Historic Howard Theatre Opens for a New Generation
The newest performing arts venue opening to entertain Washington audiences really is not new at all. The Howard Theatre, re-opening this month, was originally built in 1910 and saw legends like Duke Ellington, Ella Fitzgerald, and James Brown to its stage.
While the theatre had been known as a place where color barriers were broken during the times of segregation, it was nonetheless damaged in DC’s riots of 1968, after which the Shaw neighborhood where it stands changed and the theatre never really recovered. In more recent decades, the Beaux Arts landmark fell into disrepair and, since 1980, sat dormant – a shell, holding only memories of the grand balls and shows it had once hosted.

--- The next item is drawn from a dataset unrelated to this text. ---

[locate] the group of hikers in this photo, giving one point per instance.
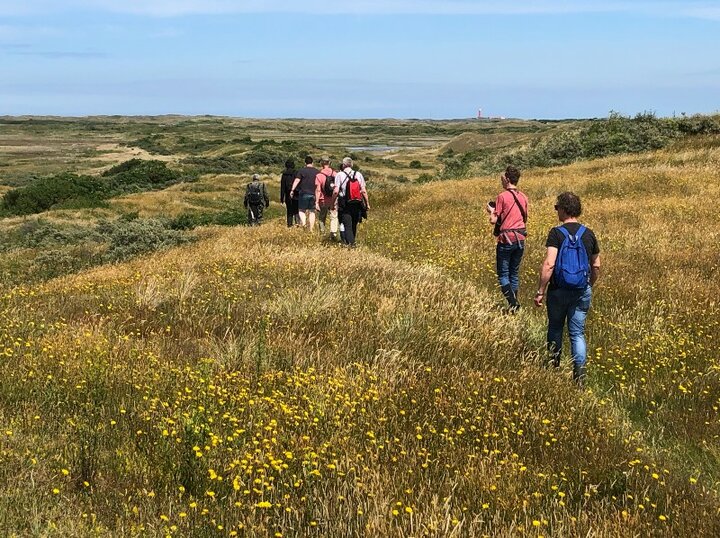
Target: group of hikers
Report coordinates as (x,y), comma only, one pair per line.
(341,195)
(570,269)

In 2000, the Howard Theatre was designated an American Treasure under the “Save America’s Treasures” program by President Clinton, a designation for historic sites around the nation that are “so important to the history of the United States that they must be preserved and restored.” Once that status was achieved, a fundraising campaign to restore the theatre began in 2006 the renovations started in September of 2010.
Today, the building has been lovingly rebuilt and brought under the management of Blue Note Entertainment Group who also operate such noted venues as the Blue Note Jazz Club, B.B. King Blues Club and The Highline Ballroom in New York.

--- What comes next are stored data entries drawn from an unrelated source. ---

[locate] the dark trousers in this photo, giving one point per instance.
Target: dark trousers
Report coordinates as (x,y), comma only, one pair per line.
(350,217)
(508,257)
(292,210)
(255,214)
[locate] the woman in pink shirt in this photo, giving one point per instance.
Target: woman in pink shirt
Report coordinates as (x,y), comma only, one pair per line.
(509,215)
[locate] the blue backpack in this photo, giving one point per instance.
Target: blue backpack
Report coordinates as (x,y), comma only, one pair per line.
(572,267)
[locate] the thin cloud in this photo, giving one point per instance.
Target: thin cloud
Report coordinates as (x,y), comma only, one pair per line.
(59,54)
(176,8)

The elegant theatre has a flexible layout which can be set either “supper club” style for 650 seated guests or open for 1,100 standing. For comparison, the neighboring 930 Club accommodates approximately 1,200 standing audience members.

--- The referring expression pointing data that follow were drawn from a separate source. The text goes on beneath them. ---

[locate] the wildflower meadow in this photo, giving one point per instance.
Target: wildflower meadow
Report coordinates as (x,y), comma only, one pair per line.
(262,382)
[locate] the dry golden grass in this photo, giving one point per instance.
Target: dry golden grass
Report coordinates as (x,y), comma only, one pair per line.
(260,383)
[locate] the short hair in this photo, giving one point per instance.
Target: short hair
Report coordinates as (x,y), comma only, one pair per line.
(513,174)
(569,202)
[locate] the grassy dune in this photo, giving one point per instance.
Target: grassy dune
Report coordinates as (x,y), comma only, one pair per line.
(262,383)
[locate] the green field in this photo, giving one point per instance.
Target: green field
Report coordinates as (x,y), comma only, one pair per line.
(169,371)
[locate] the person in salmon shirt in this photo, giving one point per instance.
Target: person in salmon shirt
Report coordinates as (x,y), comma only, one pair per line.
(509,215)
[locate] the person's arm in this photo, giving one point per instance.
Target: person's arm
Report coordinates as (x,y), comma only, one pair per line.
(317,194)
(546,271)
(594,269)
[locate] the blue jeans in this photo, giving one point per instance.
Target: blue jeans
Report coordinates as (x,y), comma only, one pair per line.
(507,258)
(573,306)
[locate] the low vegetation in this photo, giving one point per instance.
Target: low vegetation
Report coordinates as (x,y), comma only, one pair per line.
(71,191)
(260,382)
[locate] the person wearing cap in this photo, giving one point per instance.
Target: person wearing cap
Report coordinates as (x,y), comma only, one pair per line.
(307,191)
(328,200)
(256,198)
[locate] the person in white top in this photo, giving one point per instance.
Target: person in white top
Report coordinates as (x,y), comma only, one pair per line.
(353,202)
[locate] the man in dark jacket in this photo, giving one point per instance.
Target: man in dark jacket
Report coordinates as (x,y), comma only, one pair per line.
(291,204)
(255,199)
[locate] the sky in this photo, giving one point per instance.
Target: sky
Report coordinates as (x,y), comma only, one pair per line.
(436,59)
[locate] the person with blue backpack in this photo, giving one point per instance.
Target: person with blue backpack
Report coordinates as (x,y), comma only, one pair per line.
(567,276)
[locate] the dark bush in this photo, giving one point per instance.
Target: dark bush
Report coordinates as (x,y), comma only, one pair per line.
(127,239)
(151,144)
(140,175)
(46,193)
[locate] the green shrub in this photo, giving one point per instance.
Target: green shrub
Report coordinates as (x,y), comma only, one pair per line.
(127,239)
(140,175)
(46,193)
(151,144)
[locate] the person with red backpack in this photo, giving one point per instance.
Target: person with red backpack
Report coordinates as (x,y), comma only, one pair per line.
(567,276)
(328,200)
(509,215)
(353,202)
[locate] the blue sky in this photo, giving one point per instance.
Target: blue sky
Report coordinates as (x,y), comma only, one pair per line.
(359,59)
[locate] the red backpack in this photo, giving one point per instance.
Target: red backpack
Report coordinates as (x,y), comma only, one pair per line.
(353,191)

The supper club seats will be hotly-desired, too, because the supper itself is no bar-food after-thought. Instead, celebrity chef Marcus Samuelsson has helmed a menu that will bring diners out to the theatre to enjoy a meal before the show. On Sundays, the Harlem Gospel Choir will perform at a gospel brunch that is sure to be a truly special experience.
Performances begin on April 9th – and many events are already on sale. Performances by DC legends Bad Brains and Chuck Brown have, fittingly, already sold out – but music from Wale to Morris Day are still available. The booking is eclectic, though generally share a lean towards acts that might appeal to a slightly more mature concert-goer, which brings a nice diversity to a neighborhood more known for youthful indie crowds.
Breathing new life into a building so rich with history is always a powerful thing to see and Washington audiences are likely to feel instantly at home in this classic performance palace.